The first half of cloud computing and cloud native was more about Ops, and we believe the second half is more about Dev.
Centering on the improvement of developer efficiency, middleware has completed the technical layout of Serverless, application runtime, low code, integration of cloud and edge, online IDE and other key fields. Non-business logic is sunk through service grid and application runtime and other technologies, and a new division of research and development is formed through plug-in mode.

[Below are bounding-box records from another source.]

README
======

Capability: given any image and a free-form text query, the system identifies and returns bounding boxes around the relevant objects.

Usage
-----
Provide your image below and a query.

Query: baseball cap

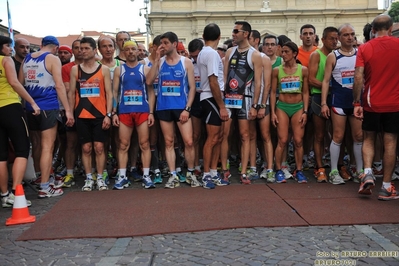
[42,35,60,46]
[58,45,72,54]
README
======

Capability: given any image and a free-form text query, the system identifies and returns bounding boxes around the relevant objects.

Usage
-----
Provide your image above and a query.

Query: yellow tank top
[0,55,21,107]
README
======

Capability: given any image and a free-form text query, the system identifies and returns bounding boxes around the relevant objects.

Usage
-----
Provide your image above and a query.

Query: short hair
[323,27,338,39]
[97,37,116,48]
[202,23,220,41]
[251,30,260,42]
[161,31,179,43]
[263,34,278,45]
[80,37,97,50]
[371,15,393,31]
[282,41,299,55]
[299,24,316,35]
[277,35,291,47]
[152,35,161,46]
[188,39,204,53]
[234,21,252,39]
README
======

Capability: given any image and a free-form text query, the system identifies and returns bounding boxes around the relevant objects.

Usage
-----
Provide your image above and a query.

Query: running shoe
[240,174,251,185]
[142,175,155,189]
[82,179,94,191]
[154,172,162,184]
[282,166,294,180]
[274,168,288,183]
[176,171,186,183]
[294,170,308,183]
[212,175,230,186]
[63,174,75,187]
[1,192,32,208]
[339,165,352,182]
[378,183,399,200]
[259,168,267,178]
[38,185,64,199]
[97,178,108,191]
[202,175,215,189]
[165,175,180,188]
[314,167,327,183]
[329,169,345,185]
[129,168,143,182]
[358,173,375,195]
[247,169,259,180]
[113,175,131,190]
[266,170,276,183]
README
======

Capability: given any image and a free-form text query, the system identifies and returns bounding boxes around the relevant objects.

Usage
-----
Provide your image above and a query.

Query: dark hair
[188,39,204,53]
[80,37,97,50]
[299,24,316,35]
[161,31,179,43]
[202,23,220,41]
[263,34,279,45]
[223,39,233,49]
[323,27,338,39]
[0,35,12,55]
[97,37,116,48]
[152,35,161,46]
[277,35,291,47]
[234,21,252,39]
[371,15,393,31]
[282,42,299,58]
[363,23,373,42]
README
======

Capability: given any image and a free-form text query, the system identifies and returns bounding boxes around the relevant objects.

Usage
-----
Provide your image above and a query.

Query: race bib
[224,94,244,109]
[123,90,143,105]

Let the middleware research and development shield the complex technology at the bottom, let the security research and development establish a credible security defense line at the application runtime, and let the high availability research and development build the common capabilities of fusing, limiting, downscaling, and remote multi-activity at the bottom, so that the business is lighter, more focused on business development, and more efficient to build business competitiveness.
The original link
This article is the original content of Aliyun and shall not be reproduced without permission.